Katie was in the 4th heat which had an Indian athlete running. The noise from the crowd during her heat was unbelievable! Even when the athletes were called to their marks the locals were screaming and whistling. A lesson learnt for Katie as she let it distract her and didn’t hear the gun go off!
Others nights in the stadium were equally as noisy especially when Indian athletes were competing. The loudest cheers were saved for the woman’s 4x400 final when the Indians pulled off a surprise win. I have never experienced anything like it. The noise was literally deafening!
We managed to get a visit to the village which was interesting, especially given all the bad press it received before the games. The apartments were ok but poorly finished and still dusty, but better than the accommodation that we had when I was at the Commonwealth games in Auckland. We slept in bunk beds in prefab type huts with paper thin walls. Not good when the person in the room next door snored all night! We were able to sample the food in the dining hall and it was really very good especially the naan bread which you could watch being made. Security into and out of the village was very strict. We had to surrender our passports before we were let in and were searched three times on the way. We were starting to get used to this though, experiencing this every time we went into the stadium. The Delhi police advised that the athletes were not to leave the village and if they did so they were not to wear their sports gear. We managed to smuggle Katie out for an afternoon at our hotel much to the disgust of some of the team who were looking to escape as well!

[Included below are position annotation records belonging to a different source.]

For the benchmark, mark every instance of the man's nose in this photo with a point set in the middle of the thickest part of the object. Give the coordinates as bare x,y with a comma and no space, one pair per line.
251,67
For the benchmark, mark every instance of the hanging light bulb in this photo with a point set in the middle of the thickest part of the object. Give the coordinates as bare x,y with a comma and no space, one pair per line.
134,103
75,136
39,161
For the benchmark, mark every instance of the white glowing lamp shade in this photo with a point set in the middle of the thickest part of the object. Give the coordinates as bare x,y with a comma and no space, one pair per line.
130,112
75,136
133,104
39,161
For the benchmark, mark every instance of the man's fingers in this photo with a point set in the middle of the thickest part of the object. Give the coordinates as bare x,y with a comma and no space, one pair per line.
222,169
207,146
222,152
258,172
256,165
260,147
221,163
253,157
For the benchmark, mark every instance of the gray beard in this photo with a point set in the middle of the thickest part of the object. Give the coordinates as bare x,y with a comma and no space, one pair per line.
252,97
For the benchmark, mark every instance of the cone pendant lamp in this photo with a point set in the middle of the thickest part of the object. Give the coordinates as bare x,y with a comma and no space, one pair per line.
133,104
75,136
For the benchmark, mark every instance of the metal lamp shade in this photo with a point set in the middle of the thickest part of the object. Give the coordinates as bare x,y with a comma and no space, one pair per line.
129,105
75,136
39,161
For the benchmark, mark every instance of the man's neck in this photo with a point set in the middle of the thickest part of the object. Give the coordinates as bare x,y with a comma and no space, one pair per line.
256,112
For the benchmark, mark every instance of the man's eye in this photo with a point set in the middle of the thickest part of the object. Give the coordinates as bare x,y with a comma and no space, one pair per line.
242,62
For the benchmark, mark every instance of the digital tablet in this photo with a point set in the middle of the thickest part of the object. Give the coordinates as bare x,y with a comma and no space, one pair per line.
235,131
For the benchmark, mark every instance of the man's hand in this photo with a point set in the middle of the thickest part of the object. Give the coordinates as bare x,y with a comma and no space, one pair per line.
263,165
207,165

At last it was time to make our way back to the airport and fly home. We left with mixed emotions. The extreme poverty we witnessed will be forever etched on our minds. The poor organisation was also disappointing. Delhi 2010 was the first event I had ever been to that there was no merchandise to bring home- no tee shirts, no polo shirts really no branded mementos at all! Ticketing was a disaster we queued for ages only to be told that the computers were down (again)! Then eventually when they were up and running they would tell us that the event was sold out! This was not the case as we could see loads of empty seats on TV!
On the positive side we met some really nice Delhiites who were very friendly and welcoming. We watched some great athletics. Some of the food we had was awesome. Saying that, it was great relief when we got back to cold and wet George Best City airport!